If you love baseball, learning about statistics, and pushing the bleeding edge of knowledge about the game, Baseball Think Factory remains a must-visit. Compared to another site I considered for this spot, I consider BTF less overwhelming, more accessible to non-experts, and freer.
Home Run: Home Run Tracker
ESPN’s Home Run Tracker may be not be for the most serious analytics, but I must confess that I check it fairly regularly. The site’s goal is pretty simple: tell you about all of the home runs hit around baseball.
Their offerings, beyond the standard distance measurement, include telling you detailed info about the batted ball speed and its trajectory. Additionally, the Home Run Tracker will give you and adjusted, “true” distance that factors in the wind and elements to give you a distance number that compares with other home runs hit in other places and dates.
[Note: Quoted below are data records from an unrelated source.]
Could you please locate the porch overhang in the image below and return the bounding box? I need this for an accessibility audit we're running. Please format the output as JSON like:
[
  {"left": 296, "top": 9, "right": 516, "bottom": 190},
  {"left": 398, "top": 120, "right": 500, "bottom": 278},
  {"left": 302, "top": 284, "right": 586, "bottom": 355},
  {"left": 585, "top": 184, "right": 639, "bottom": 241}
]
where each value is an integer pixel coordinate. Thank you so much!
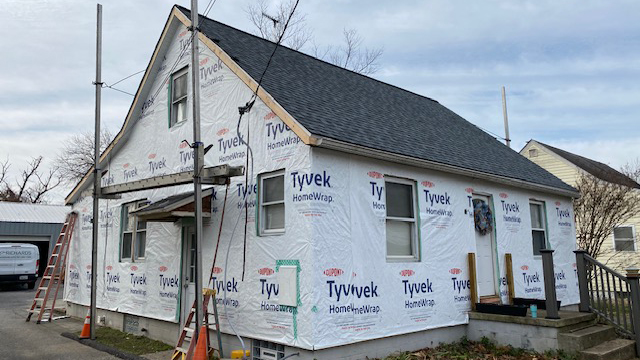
[{"left": 131, "top": 188, "right": 214, "bottom": 222}]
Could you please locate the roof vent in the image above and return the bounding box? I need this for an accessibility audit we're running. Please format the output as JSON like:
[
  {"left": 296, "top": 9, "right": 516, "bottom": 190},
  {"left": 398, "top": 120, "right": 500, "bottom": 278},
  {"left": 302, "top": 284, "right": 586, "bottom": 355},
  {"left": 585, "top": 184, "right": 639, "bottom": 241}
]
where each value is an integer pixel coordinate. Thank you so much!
[{"left": 529, "top": 149, "right": 539, "bottom": 158}]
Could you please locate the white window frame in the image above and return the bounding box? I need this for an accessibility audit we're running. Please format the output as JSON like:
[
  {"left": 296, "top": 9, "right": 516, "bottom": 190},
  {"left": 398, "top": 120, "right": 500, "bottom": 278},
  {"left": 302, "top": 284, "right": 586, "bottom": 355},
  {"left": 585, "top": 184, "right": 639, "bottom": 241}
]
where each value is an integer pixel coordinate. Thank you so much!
[
  {"left": 385, "top": 177, "right": 420, "bottom": 262},
  {"left": 170, "top": 67, "right": 188, "bottom": 128},
  {"left": 120, "top": 200, "right": 148, "bottom": 262},
  {"left": 529, "top": 200, "right": 547, "bottom": 256},
  {"left": 259, "top": 170, "right": 285, "bottom": 236},
  {"left": 613, "top": 225, "right": 636, "bottom": 252}
]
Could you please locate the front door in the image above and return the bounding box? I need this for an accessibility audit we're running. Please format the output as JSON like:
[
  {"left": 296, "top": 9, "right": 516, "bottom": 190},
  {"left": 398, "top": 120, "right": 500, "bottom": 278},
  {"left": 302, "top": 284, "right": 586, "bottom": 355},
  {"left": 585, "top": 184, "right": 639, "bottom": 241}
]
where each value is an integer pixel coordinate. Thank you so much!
[
  {"left": 473, "top": 194, "right": 498, "bottom": 297},
  {"left": 181, "top": 225, "right": 196, "bottom": 327}
]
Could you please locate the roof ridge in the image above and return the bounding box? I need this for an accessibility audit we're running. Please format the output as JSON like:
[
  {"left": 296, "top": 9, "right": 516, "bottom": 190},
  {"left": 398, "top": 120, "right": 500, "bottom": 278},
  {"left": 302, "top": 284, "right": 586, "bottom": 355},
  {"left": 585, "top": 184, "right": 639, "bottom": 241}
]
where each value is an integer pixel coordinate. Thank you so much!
[{"left": 175, "top": 5, "right": 440, "bottom": 105}]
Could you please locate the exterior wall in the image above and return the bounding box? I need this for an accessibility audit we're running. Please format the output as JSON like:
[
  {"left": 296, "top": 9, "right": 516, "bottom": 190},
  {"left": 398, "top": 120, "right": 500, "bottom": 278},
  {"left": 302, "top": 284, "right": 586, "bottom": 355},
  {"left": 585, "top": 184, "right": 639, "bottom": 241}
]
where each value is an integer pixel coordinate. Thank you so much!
[
  {"left": 308, "top": 148, "right": 579, "bottom": 349},
  {"left": 522, "top": 141, "right": 640, "bottom": 274},
  {"left": 65, "top": 18, "right": 315, "bottom": 349}
]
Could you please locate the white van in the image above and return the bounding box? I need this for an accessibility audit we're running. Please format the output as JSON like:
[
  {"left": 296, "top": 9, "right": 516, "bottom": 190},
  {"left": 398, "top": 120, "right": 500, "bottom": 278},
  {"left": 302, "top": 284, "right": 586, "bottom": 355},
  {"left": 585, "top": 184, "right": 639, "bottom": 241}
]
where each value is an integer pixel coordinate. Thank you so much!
[{"left": 0, "top": 243, "right": 39, "bottom": 289}]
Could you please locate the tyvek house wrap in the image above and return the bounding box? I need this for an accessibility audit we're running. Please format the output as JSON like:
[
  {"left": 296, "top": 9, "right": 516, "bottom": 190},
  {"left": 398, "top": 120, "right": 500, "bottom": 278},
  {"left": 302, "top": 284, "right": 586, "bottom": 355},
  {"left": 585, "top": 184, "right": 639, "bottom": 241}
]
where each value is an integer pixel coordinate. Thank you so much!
[{"left": 65, "top": 21, "right": 579, "bottom": 350}]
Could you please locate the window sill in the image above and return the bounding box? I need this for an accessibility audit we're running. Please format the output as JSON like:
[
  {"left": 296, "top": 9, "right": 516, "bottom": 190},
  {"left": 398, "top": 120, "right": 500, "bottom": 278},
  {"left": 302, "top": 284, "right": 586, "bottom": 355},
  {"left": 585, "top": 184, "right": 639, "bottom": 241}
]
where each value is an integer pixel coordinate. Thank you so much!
[
  {"left": 260, "top": 230, "right": 285, "bottom": 237},
  {"left": 386, "top": 256, "right": 420, "bottom": 263}
]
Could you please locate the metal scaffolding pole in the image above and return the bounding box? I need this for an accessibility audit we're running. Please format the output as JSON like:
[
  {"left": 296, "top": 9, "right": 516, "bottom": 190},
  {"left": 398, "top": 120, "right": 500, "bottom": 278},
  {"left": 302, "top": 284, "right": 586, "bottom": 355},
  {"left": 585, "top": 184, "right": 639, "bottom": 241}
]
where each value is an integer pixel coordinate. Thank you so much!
[
  {"left": 189, "top": 0, "right": 205, "bottom": 340},
  {"left": 90, "top": 3, "right": 103, "bottom": 340}
]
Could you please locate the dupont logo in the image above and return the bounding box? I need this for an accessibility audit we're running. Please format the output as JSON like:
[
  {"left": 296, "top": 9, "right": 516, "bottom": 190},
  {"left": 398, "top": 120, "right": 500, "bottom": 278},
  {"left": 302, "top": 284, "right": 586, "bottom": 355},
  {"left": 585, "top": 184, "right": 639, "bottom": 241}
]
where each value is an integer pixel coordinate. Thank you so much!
[
  {"left": 148, "top": 153, "right": 156, "bottom": 159},
  {"left": 399, "top": 269, "right": 415, "bottom": 277},
  {"left": 352, "top": 272, "right": 357, "bottom": 277},
  {"left": 264, "top": 112, "right": 276, "bottom": 121},
  {"left": 179, "top": 141, "right": 189, "bottom": 149},
  {"left": 521, "top": 265, "right": 529, "bottom": 270},
  {"left": 82, "top": 208, "right": 88, "bottom": 212},
  {"left": 449, "top": 268, "right": 462, "bottom": 275},
  {"left": 130, "top": 265, "right": 138, "bottom": 271},
  {"left": 367, "top": 171, "right": 383, "bottom": 179},
  {"left": 421, "top": 181, "right": 435, "bottom": 188},
  {"left": 106, "top": 265, "right": 113, "bottom": 271},
  {"left": 179, "top": 30, "right": 188, "bottom": 37},
  {"left": 212, "top": 267, "right": 223, "bottom": 274},
  {"left": 123, "top": 163, "right": 130, "bottom": 169},
  {"left": 465, "top": 187, "right": 474, "bottom": 194},
  {"left": 323, "top": 268, "right": 344, "bottom": 276},
  {"left": 555, "top": 201, "right": 562, "bottom": 206},
  {"left": 86, "top": 265, "right": 92, "bottom": 270},
  {"left": 69, "top": 264, "right": 76, "bottom": 270},
  {"left": 258, "top": 267, "right": 274, "bottom": 276},
  {"left": 199, "top": 57, "right": 208, "bottom": 66},
  {"left": 572, "top": 263, "right": 577, "bottom": 268},
  {"left": 159, "top": 266, "right": 168, "bottom": 272},
  {"left": 499, "top": 192, "right": 508, "bottom": 199},
  {"left": 217, "top": 128, "right": 229, "bottom": 136}
]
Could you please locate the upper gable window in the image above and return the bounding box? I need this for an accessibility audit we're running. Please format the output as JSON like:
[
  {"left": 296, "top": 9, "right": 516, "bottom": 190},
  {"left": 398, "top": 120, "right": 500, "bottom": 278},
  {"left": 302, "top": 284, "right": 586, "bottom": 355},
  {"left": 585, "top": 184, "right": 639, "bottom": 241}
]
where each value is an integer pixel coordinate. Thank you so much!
[
  {"left": 529, "top": 148, "right": 539, "bottom": 157},
  {"left": 170, "top": 67, "right": 188, "bottom": 128}
]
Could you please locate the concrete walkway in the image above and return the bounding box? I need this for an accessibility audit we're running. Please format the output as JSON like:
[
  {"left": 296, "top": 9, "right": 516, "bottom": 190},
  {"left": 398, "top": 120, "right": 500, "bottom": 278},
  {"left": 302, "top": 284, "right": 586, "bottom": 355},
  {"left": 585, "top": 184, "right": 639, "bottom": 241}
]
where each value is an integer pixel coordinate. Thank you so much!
[{"left": 0, "top": 284, "right": 171, "bottom": 360}]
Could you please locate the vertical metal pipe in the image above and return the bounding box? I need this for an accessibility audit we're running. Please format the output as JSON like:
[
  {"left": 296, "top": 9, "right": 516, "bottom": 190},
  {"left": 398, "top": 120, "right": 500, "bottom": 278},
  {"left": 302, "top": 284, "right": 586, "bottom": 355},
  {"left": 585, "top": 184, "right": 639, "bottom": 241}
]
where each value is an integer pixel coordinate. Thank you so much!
[
  {"left": 190, "top": 0, "right": 204, "bottom": 341},
  {"left": 501, "top": 86, "right": 511, "bottom": 148},
  {"left": 625, "top": 268, "right": 640, "bottom": 356},
  {"left": 90, "top": 3, "right": 103, "bottom": 340},
  {"left": 540, "top": 249, "right": 559, "bottom": 319},
  {"left": 574, "top": 250, "right": 590, "bottom": 312}
]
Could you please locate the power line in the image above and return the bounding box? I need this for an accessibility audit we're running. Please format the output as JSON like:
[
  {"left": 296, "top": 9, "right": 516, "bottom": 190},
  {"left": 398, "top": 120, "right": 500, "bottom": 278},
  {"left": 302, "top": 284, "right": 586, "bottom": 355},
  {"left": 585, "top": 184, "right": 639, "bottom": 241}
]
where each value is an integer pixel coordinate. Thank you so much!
[
  {"left": 108, "top": 70, "right": 145, "bottom": 87},
  {"left": 102, "top": 84, "right": 135, "bottom": 97},
  {"left": 203, "top": 0, "right": 218, "bottom": 17}
]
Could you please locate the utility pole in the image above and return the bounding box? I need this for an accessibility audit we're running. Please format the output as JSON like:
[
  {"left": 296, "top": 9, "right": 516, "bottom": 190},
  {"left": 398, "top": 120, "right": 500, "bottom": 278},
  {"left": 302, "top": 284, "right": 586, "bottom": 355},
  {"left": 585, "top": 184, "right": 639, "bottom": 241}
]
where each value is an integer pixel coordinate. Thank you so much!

It will also tell you about how many ballparks a given homer would have gone out of, if only there were neutral conditions.
On Deck: Baseball Prospectus
I feel really bad leaving BP out. In terms of web sites and organizations having the biggest impact on the game and on sabermetrics, BP probably takes the cake. I would recommend checking out the wealth of information here and see for yourself if your prefer BP to content on FanGraphs or BTF.
A few things contributed to me leaving BP out of our trip around the bases: there is so much content, especially written content, that it can be overwhelming. While BP is best known for sabermetrics, they have extended their tentacles significantly. Likewise, their player info is presented in a way that I think tends to be confusing, at least compared to FanGraphs (obviously, sabermetrics can always be confusing).
Also, BP feels much more commercial than any other site here. That’s okay, but to get the most out of BP you have to buy their (not outlandishly expensive) subscription. They also will give you the hard sell on their various books as you browse the site. I have a hard time recommending that someone purchase a subscription to BP when they are not yet aware of BP and could probably benefit just as much or more from all of the free content on the web.
In the Hole: Baseball-Reference
For raw baseball data, B-R is basically unmatched. Their historical data reaches further than anybody else and the various resources to learn about all parts of the game are impressive. Compared to other sites, for instance, their data on player contracts and team payrolls is unmatched.
While B-R has embraced the sabermetric movement, they still privilege some lesser statistics like OPS+ and have not yet come around to include defense-independent metrics in pitcher’s WAR or UZR in positional player WAR. If you don’t know what all that means, that’s fine, there’s much to learn. It’s this writer’s opinion that you get an inferior sabermetric experience at B-R, though in most other ways, B-R is the best.